By 1500 many of the coastal towns were isolated behind their defensible walls, dependent upon the
sea for trade. It was usually easier for towns to send goods beyond Ireland then to each other, such
were the difficulties of travel, but town merchants - 'grey merchants' - did buy and sell among the Irish. Inland towns were often overawed by local lords, as Galway was by the Clanrickard Burkes.
Athenry in County Galway and Kilmallock in County Limerick were both razed and rebuilt during
sixteenth century. In the towns municipal and private philanthropy provided almshouses, hospitals
and schools. In 1599 Sir John Harington wrote of his escape from the rigour of the army camp in
Roscommon and of his arrival in the town of Galway, where his English translation of Aristo's epic romance, Orlando Furioso, was being read by the young ladies of the town. Tudor governors in
Dublin and Westminster always looked upon the Anglo-Irish of the towns as upholders of civility against the forces of Gaelic barbarism.
The Gaelic Irish lords had been driven back at the twelth-century conquest, but that conquest had
never been completed; the lords had reclaimed much of what had been lost, and most of Ireland
was still theirs. Power in Gaelic Ireland was highly fragmented; there was no collective central authority, no governmental institutions. Each lordship was its own small society, with its own
particular history, celebrated by its bards. Gaelic Ireland was ruled by lords whose power was
dynastic and particularist, tribal rather than territorial, and lay in their personal headship of their
own clans. The chieftains of the Gaelic ruling dynasties were always seeking to extend their overlordship and to become provincial kings once again. To the English king's claims to overlordship
they were oblivious, and he could never be sovereign where the Irish chieftains held their lands and lordships and administered their own law without reference to him. In Gaelic Ireland lordship lay
in the control of people rather than of territory: where a chief of a lesser sept (a branch of a clan) feared a lord sufficiently to rise with him, seek his protection or pay him tribute, then effectively
he was subject. Yet he could appeal over the head of his own immediate lord to secure the protection
of a more powerful lord, as indemnity against the lesser lord's oppression or neglect. In Ulster the O'Neill was lord of all the septs withint Tyrone, but claimed authority also over the uirrithe (sub-kings) who were overlords over their own people: over O'Cahan, MacMahon of Oriel, Maguire of Fermanagh, and O'Reilly of Breifne.

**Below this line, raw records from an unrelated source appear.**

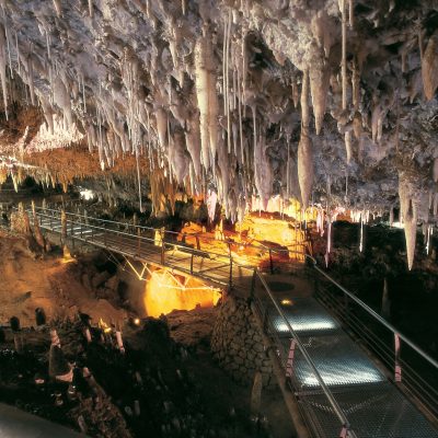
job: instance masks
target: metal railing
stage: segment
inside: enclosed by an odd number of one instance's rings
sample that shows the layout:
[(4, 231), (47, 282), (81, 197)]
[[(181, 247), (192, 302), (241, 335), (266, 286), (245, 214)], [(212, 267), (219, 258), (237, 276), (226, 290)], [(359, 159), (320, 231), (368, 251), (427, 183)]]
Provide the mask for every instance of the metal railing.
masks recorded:
[[(255, 290), (260, 290), (256, 285), (257, 281), (262, 286), (263, 292), (266, 295), (268, 300), (274, 304), (274, 308), (278, 315), (281, 318), (283, 323), (286, 326), (286, 330), (288, 332), (288, 337), (290, 338), (290, 347), (287, 351), (285, 351), (280, 345), (281, 342), (278, 338), (278, 333), (275, 330), (275, 327), (272, 325), (272, 319), (268, 318), (266, 307), (263, 304), (263, 300), (255, 295)], [(265, 334), (268, 334), (270, 337), (274, 337), (274, 344), (277, 346), (277, 356), (278, 360), (280, 362), (281, 368), (284, 369), (284, 376), (285, 379), (288, 379), (289, 384), (291, 385), (292, 390), (298, 393), (299, 391), (299, 384), (293, 379), (293, 372), (292, 372), (292, 360), (293, 356), (296, 354), (295, 349), (297, 348), (307, 365), (309, 366), (313, 377), (315, 378), (320, 390), (324, 394), (324, 397), (326, 399), (328, 405), (331, 406), (333, 411), (333, 415), (337, 418), (338, 420), (338, 437), (343, 438), (356, 438), (355, 431), (351, 429), (349, 420), (345, 412), (342, 410), (339, 404), (336, 401), (336, 397), (334, 396), (333, 392), (330, 390), (327, 384), (324, 382), (324, 379), (322, 378), (320, 371), (316, 368), (316, 365), (312, 360), (311, 356), (309, 355), (308, 350), (306, 349), (303, 343), (301, 342), (298, 333), (293, 330), (292, 325), (290, 324), (290, 320), (286, 316), (285, 312), (283, 311), (281, 307), (275, 299), (275, 296), (273, 291), (270, 290), (268, 284), (266, 283), (266, 279), (264, 276), (260, 273), (258, 269), (254, 269), (253, 274), (253, 283), (252, 283), (252, 290), (251, 290), (251, 299), (255, 303), (256, 312), (258, 314), (260, 320), (263, 322), (264, 331)], [(285, 355), (286, 353), (286, 355)], [(308, 420), (306, 413), (303, 413), (303, 418), (304, 420)], [(312, 425), (308, 420), (308, 427), (312, 429)]]
[[(38, 218), (48, 220), (49, 228), (55, 229), (55, 222), (60, 227), (60, 212), (50, 209), (37, 209)], [(94, 222), (94, 223), (93, 223)], [(99, 224), (95, 224), (99, 223)], [(132, 226), (129, 223), (120, 223), (111, 220), (88, 218), (77, 214), (67, 214), (68, 232), (73, 239), (79, 239), (84, 242), (93, 243), (102, 247), (113, 247), (117, 245), (114, 238), (122, 238), (120, 243), (124, 247), (117, 249), (120, 254), (126, 256), (159, 256), (159, 263), (163, 266), (176, 267), (182, 272), (191, 275), (197, 275), (204, 279), (219, 283), (226, 287), (235, 287), (234, 273), (237, 268), (247, 269), (253, 277), (252, 288), (256, 287), (258, 281), (262, 292), (274, 304), (279, 316), (289, 332), (290, 338), (296, 343), (296, 346), (302, 354), (302, 357), (308, 362), (312, 373), (320, 384), (324, 396), (326, 397), (334, 415), (339, 422), (339, 434), (344, 437), (355, 437), (354, 431), (350, 429), (348, 416), (343, 412), (335, 396), (327, 385), (324, 383), (321, 374), (318, 371), (310, 355), (307, 353), (306, 347), (302, 345), (296, 331), (293, 331), (290, 322), (283, 312), (280, 306), (276, 301), (269, 286), (267, 285), (264, 276), (258, 267), (250, 264), (243, 264), (239, 258), (233, 255), (233, 245), (241, 245), (240, 242), (222, 242), (226, 244), (226, 252), (210, 251), (210, 247), (201, 246), (200, 238), (196, 234), (178, 233), (173, 231), (165, 231), (163, 229), (153, 229), (148, 227)], [(129, 232), (129, 230), (135, 232)], [(159, 238), (158, 238), (159, 237)], [(183, 244), (182, 242), (187, 239), (195, 238), (196, 247)], [(210, 239), (211, 240), (211, 239)], [(113, 246), (112, 246), (113, 245)], [(309, 254), (300, 253), (277, 247), (254, 246), (245, 245), (245, 247), (256, 247), (260, 251), (260, 256), (267, 253), (270, 263), (274, 263), (273, 254), (279, 255), (278, 260), (296, 261), (298, 257), (304, 257), (308, 265), (311, 267), (316, 281), (316, 297), (325, 304), (326, 308), (332, 310), (344, 325), (349, 328), (356, 336), (360, 337), (371, 351), (387, 366), (391, 371), (392, 380), (404, 392), (407, 391), (411, 399), (426, 411), (429, 419), (437, 423), (438, 418), (438, 382), (428, 380), (419, 376), (415, 369), (429, 369), (428, 376), (438, 378), (438, 362), (429, 355), (423, 351), (406, 336), (400, 333), (395, 327), (389, 324), (371, 308), (360, 301), (354, 293), (345, 289), (335, 279), (333, 279), (325, 270), (318, 266), (316, 260)], [(172, 256), (172, 252), (178, 251), (180, 256)], [(171, 254), (170, 254), (171, 253)], [(181, 254), (187, 256), (181, 257)], [(215, 275), (208, 273), (208, 269), (199, 268), (195, 264), (195, 260), (208, 260), (218, 263), (214, 266)], [(278, 261), (276, 260), (278, 263)], [(286, 263), (287, 265), (287, 263)], [(327, 287), (328, 286), (328, 287)], [(351, 306), (355, 309), (351, 309)], [(359, 314), (360, 313), (360, 314)], [(364, 316), (365, 315), (365, 316)], [(389, 333), (392, 337), (392, 346), (385, 342), (382, 332)], [(387, 335), (388, 337), (388, 335)], [(407, 350), (408, 348), (408, 350)], [(415, 355), (415, 359), (413, 358)], [(285, 377), (287, 376), (287, 360), (283, 360), (285, 368)]]
[[(315, 297), (359, 339), (389, 379), (438, 425), (438, 361), (314, 264)], [(420, 371), (418, 371), (420, 370)]]

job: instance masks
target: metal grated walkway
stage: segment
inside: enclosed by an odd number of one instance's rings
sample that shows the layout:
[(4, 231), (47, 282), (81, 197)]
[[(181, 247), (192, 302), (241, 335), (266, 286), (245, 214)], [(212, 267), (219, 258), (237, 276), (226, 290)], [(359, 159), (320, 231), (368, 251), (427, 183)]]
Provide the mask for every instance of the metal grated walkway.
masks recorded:
[[(314, 298), (292, 296), (290, 302), (280, 306), (357, 437), (438, 437), (438, 431), (417, 407), (388, 380)], [(267, 309), (273, 310), (272, 307)], [(278, 338), (283, 348), (280, 357), (287, 362), (291, 342), (285, 324), (278, 318), (269, 319), (269, 323), (270, 334)], [(291, 368), (292, 388), (314, 436), (338, 437), (335, 413), (300, 350), (295, 351)]]
[[(313, 263), (312, 276), (327, 280), (335, 292), (316, 287), (318, 301), (295, 297), (293, 291), (284, 299), (285, 292), (276, 296), (257, 267), (235, 262), (231, 244), (228, 253), (214, 253), (199, 244), (182, 244), (175, 233), (163, 230), (132, 230), (126, 223), (73, 214), (67, 214), (61, 223), (60, 211), (48, 209), (37, 209), (36, 216), (43, 229), (64, 239), (166, 266), (222, 287), (246, 293), (251, 290), (254, 314), (276, 348), (275, 360), (308, 428), (299, 433), (300, 438), (438, 438), (433, 425), (438, 418), (438, 362), (333, 280), (312, 257), (306, 255)], [(285, 250), (266, 251), (270, 257), (272, 252)], [(281, 256), (285, 258), (285, 254)], [(360, 312), (367, 318), (362, 320)], [(388, 338), (393, 344), (385, 343)], [(402, 351), (408, 353), (406, 359)], [(414, 355), (412, 364), (424, 367), (428, 371), (425, 377), (411, 364)]]

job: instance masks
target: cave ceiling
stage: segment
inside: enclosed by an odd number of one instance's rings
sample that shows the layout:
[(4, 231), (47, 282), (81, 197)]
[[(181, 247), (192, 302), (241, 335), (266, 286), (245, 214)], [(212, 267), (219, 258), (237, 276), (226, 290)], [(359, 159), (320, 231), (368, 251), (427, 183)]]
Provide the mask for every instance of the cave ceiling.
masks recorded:
[(233, 220), (274, 195), (436, 214), (438, 1), (0, 3), (3, 111), (42, 115), (22, 155), (134, 157), (152, 192), (214, 189)]

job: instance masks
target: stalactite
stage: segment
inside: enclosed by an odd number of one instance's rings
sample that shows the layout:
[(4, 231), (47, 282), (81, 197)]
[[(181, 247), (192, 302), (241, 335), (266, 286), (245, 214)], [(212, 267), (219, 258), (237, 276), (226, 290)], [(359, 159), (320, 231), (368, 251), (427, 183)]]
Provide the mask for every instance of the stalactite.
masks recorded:
[(360, 243), (359, 243), (359, 251), (364, 251), (364, 212), (360, 214)]
[(218, 140), (218, 97), (216, 94), (215, 61), (207, 27), (195, 47), (195, 83), (199, 108), (203, 164), (214, 164)]
[(348, 0), (348, 24), (350, 27), (353, 27), (355, 23), (355, 10), (353, 3), (354, 0)]
[(433, 177), (435, 183), (438, 182), (438, 157), (434, 160)]
[(61, 0), (54, 0), (54, 8), (59, 19), (62, 15)]
[(438, 88), (438, 31), (429, 38), (422, 58), (423, 88), (430, 101)]
[[(320, 66), (320, 64), (322, 65)], [(323, 59), (320, 60), (316, 68), (312, 66), (312, 68), (309, 69), (309, 80), (313, 114), (315, 118), (315, 130), (316, 134), (320, 134), (324, 119), (330, 85), (330, 69)]]
[(404, 222), (404, 234), (406, 239), (407, 266), (412, 269), (415, 256), (415, 242), (417, 233), (417, 206), (413, 197), (412, 183), (404, 174), (399, 175), (400, 212)]
[(302, 76), (301, 89), (301, 136), (298, 143), (298, 181), (303, 209), (309, 205), (313, 185), (313, 146), (309, 136), (309, 74)]
[(303, 210), (309, 206), (313, 186), (313, 146), (307, 129), (304, 129), (301, 130), (301, 138), (298, 143), (298, 181)]
[(3, 93), (4, 115), (8, 120), (9, 116), (8, 116), (7, 54), (5, 54), (4, 28), (1, 25), (0, 25), (0, 79), (1, 79), (1, 91)]

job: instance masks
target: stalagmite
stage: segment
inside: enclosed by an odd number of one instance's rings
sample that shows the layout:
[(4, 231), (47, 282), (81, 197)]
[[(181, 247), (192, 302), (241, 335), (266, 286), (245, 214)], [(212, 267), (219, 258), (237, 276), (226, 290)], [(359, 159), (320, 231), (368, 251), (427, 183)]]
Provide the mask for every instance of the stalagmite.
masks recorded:
[(429, 38), (422, 59), (423, 88), (430, 101), (438, 87), (438, 31)]

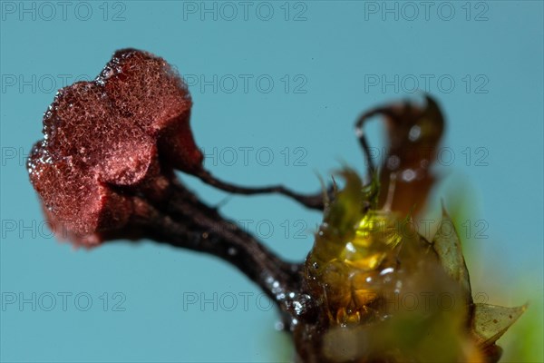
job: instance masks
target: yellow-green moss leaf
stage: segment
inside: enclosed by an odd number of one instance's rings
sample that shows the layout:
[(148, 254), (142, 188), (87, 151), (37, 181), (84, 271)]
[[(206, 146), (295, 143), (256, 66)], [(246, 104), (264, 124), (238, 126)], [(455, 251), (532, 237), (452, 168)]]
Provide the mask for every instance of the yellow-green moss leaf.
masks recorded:
[(482, 346), (493, 344), (523, 314), (527, 305), (505, 308), (489, 304), (474, 304), (472, 329)]

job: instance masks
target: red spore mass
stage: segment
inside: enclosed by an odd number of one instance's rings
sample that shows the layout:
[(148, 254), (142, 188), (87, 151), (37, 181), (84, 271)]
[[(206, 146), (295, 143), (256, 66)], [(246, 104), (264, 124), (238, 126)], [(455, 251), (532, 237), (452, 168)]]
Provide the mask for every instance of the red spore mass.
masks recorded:
[(94, 81), (60, 90), (44, 115), (44, 140), (28, 160), (53, 227), (96, 241), (97, 233), (127, 223), (131, 195), (161, 170), (199, 170), (191, 104), (166, 61), (134, 49), (116, 52)]

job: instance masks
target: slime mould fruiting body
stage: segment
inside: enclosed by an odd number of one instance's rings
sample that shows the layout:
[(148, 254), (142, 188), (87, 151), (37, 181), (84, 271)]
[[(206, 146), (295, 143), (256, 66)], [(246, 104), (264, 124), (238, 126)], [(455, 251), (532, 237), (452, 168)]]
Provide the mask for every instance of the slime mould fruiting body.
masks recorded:
[[(499, 359), (495, 342), (525, 307), (472, 301), (445, 211), (432, 241), (403, 217), (417, 211), (434, 182), (430, 168), (443, 118), (431, 97), (424, 108), (364, 113), (357, 131), (373, 182), (364, 185), (346, 169), (345, 188), (327, 190), (325, 202), (321, 193), (216, 179), (193, 139), (191, 107), (174, 68), (135, 49), (116, 52), (95, 80), (60, 90), (27, 162), (55, 233), (86, 247), (147, 238), (223, 259), (276, 301), (304, 362)], [(376, 114), (389, 139), (379, 175), (362, 131)], [(306, 262), (280, 259), (202, 202), (175, 171), (231, 193), (278, 193), (324, 211)]]
[(317, 306), (294, 329), (301, 361), (496, 362), (496, 340), (525, 307), (474, 303), (445, 211), (432, 241), (409, 218), (376, 210), (378, 185), (351, 170), (325, 208), (304, 266)]

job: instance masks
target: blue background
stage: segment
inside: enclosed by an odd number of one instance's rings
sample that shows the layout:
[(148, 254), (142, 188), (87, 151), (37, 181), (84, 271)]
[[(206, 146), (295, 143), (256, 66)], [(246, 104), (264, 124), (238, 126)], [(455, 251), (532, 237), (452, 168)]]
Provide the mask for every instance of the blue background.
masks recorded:
[[(529, 301), (500, 340), (504, 361), (542, 360), (542, 2), (433, 2), (428, 15), (419, 2), (250, 2), (246, 18), (238, 2), (68, 2), (65, 14), (56, 2), (1, 5), (2, 361), (291, 358), (288, 339), (275, 329), (276, 311), (226, 263), (150, 241), (74, 250), (44, 225), (24, 168), (42, 138), (42, 114), (58, 88), (93, 78), (122, 47), (160, 55), (191, 81), (192, 128), (215, 174), (297, 191), (319, 190), (317, 175), (328, 178), (341, 162), (363, 171), (355, 119), (383, 103), (417, 98), (422, 74), (432, 74), (428, 91), (448, 119), (443, 145), (455, 157), (437, 171), (443, 179), (432, 210), (444, 197), (471, 223), (487, 222), (487, 238), (472, 231), (464, 239), (473, 289), (491, 303)], [(385, 6), (396, 13), (383, 13)], [(202, 86), (200, 75), (214, 74), (217, 90)], [(240, 74), (252, 77), (247, 90)], [(380, 83), (372, 85), (376, 75)], [(394, 84), (384, 85), (382, 75)], [(377, 123), (371, 128), (373, 144), (381, 131)], [(253, 148), (248, 162), (244, 147)], [(281, 255), (302, 259), (310, 249), (319, 213), (281, 197), (225, 201), (225, 193), (180, 177), (208, 202), (223, 202), (226, 216), (253, 221), (249, 231)], [(72, 294), (65, 311), (63, 292)], [(35, 311), (32, 303), (19, 306), (33, 293)], [(56, 304), (46, 311), (50, 294)], [(92, 305), (82, 311), (85, 297)], [(187, 304), (188, 297), (212, 302)]]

It was the intense competition between and within the Gaelic dynasties which had invited invasion
in the first place. That competition continued, and it was not only the Yorkists who had a parricidal history. Between the O'Neills of Tyrone and the O'Donnells of Tirconnell lay an old contention over
the tribute of Inishowen and for overlordship of Ulster. And withint the clans of O'Neill and O'Donnell there was intense rivalry too. One sept of O'Neills was habitually hostile to the ruling O'Neills and consequently allied with the O'Donnells. In 1493 Conn O'Neill was murdered by his half-brother,
Henry Og, who made himself chief - the O'Neill - with the support of another branch of the family,
the Sliocht Airt. Henry Og was in turn murdered in 1498 by Conn's sons, 'in revenge of their father'.
There was civil war too among the Maguires of Fermanagh, after long peace. In 1484 at the altar of
the church if Aghalurcher, Gillapatrick Maguire, the chosen successor to his father, the chief, was
slaughtered by his own five brothers. Almost every page of the Irish annals tells of murder within
the ruling dynasties. Internecine struggles and raids between lordships were frequent; the consequence
of a Gaelic inheritance system where succession was not the automatic right of the eldest son,
and the lack of any institutions of central government to control the warfare and violence which characterized political relations between lords who were concerned not only to extend their power
but to defend their rights. But there was instability and rivalry too among the Anglo-Irish feudal lords who lived on the borders of the Gaelic world. In 1487 the 9th Earl of Desmond was murdered 'by his own people', allegedly at the instigation of his brother John Fitzgerald.